There's been a mild kerfuffle* in the wake of Ed Dante's essay in the Chronicle of Higher Education on his career as a paper-writer for college and graduate students. Most of us in academe are naturally dismayed at Dante's reminder of the vast extent of plagiarism among our students, and I was also surprised to learn how many divinity, education, and nursing students made it to their graduate degrees with the help of a ghostwriter. (How did they afford those $2,000 thesis chapters, I wonder?**) What particularly struck me, though, was the author's confidence that he had somehow kept his own inner purity and righteousness throughout the experience.

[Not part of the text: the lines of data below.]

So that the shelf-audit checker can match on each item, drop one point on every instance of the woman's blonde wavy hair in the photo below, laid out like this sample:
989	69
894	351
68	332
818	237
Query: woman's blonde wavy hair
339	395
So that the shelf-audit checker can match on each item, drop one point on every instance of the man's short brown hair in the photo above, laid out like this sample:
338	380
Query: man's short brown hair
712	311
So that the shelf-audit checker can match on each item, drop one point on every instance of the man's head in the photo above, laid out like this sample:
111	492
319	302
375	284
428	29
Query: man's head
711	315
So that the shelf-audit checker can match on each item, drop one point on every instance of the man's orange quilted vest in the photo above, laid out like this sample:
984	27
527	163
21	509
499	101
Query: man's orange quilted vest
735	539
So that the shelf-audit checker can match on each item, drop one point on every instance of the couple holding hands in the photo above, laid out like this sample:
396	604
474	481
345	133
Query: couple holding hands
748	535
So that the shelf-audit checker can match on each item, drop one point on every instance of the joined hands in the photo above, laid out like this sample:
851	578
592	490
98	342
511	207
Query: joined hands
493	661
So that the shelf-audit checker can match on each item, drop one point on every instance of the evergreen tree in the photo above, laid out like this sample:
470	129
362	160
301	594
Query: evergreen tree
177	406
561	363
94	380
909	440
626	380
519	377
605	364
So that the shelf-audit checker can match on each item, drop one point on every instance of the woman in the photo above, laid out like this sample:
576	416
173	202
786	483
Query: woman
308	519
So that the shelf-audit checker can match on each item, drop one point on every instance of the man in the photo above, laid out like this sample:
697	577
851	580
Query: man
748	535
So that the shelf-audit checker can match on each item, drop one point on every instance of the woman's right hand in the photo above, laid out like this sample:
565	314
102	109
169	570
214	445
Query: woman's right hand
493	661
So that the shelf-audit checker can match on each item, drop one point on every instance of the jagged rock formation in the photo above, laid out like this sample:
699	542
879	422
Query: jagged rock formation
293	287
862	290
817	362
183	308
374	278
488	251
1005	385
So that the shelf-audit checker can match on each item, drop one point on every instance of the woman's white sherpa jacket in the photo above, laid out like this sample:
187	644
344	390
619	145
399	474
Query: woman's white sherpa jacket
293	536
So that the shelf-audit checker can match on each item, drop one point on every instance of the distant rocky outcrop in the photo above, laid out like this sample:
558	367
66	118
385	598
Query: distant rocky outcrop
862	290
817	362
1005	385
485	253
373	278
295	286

It was not his own choice, Dante argues, but a corrupt academy which valued grades over actual competency that drove him into his morally questionable career. He is merely a product of the "desperation, misery, and incompetence that your educational system has created." Despite working for ten years as a hired liar for plagiarizing students, he believes that he retains the soul of an honest artist. This is implicit in Dante's statement that he plans to retire from the racket and do something more worthwhile with the rest of his life. Hogwash. Dante obviously gets a charge from the life he leads - the full professional dance card, the tight deadlines, the thrill of deceiving burnt-out professors, the bittersweet satisfaction of helping desperate, subliterate students - and he almost certainly could not obtain equivalent satisfaction from doing something else. Moreover, a decade of doing intentionally rushed and subpar work for others cannot have left Dante well-prepared to do his own writing, something that will require creativity and contemplation. These are two talents he has either crushed or allowed to wither. I suspect he'll be back at his old racket, or one very similar to it, soon enough. As a certain twentieth-century English essayist wrote, "Once a whore, always a whore***."

* The story has, as of this writing, generated over 500 comments on the Chronicle's website.
** Though if you're spending $10,000+ a year to earn a graduate degree, an extra $2,000 to finish that degree probably doesn't seem like a big additional expense, particularly if you'll recoup the "investment" later in a higher salary.
***Apologies to my readers who are actually legitimate sex workers. I mean no offense.

Tuesday, November 09, 2010

Chaco Choco

I had long assumed that chocolate, while indigenous to the Western Hemisphere, was unknown north of the Rio Grande until European colonists introduced it in the 17th century. Recently, however, University of New Mexico archaeologist Patricia Crown determined that the Anasazi culture of pre-Columbian New Mexico had access to cacao beans, which they obtained in trade - along with silver ornaments and scarlet macaws - from Mesoamerica. Examining a store of cylindrical pottery jars that Neil Judd and others found at the Anasazi city of Pueblo Bonito, in Chaco Canyon, Professor Crown realized they were similar to jars the Mayans had used to store cacao, and sent potsherds from these jars to W. Jeffrey Hurst at the Hershey Center for Health and Nutrition. Hurst found that the shards contained traces of theobromine, a caffeine-like alkaloid found in only one Mesoamerican cultivar: cacao. Similar tests had found evidence of cacao throughout Central America, including the site of Pueblo Escondido (western Honduras), where University of Pennsylvania archaeologists found theobromine on a pottery bottle spout dated to 1150 BCE. The Chaco Canyon cacao evidence, dated to sometime after 1000 CE, extends the range for chocolate consumption and trading 1,200 miles north of the bean's cultivation limit. Crown believes cacao was an elite commodity in Pueblo Bonito, given that the jars which held it were concentrated in a few caches, and speculates that access to Mesoamerican "prestige goods" like chocolate and silver might have accounted for Pueblo Bonito's growth into a major social and political center. (Blake Edgar, "The Power of Chocolate," Archaeology, November/December 2010, pp. 20-25.) Life is usually more interesting when one's old assumptions are proven wrong.

Wednesday, November 03, 2010

We Have a Werewolf Congress

Of yesterday's Democratic debacle*, I can only repeat what H.L. Mencken wrote of the American way of government many decades ago: "Democracy is the theory that the common man knows what he wants and deserves to get it good and hard."

My views are otherwise similar to those of Lee Papa, whose commentary can be found at his website.

* I believe more U.S. House seats changed parties in this election than any other since 1948.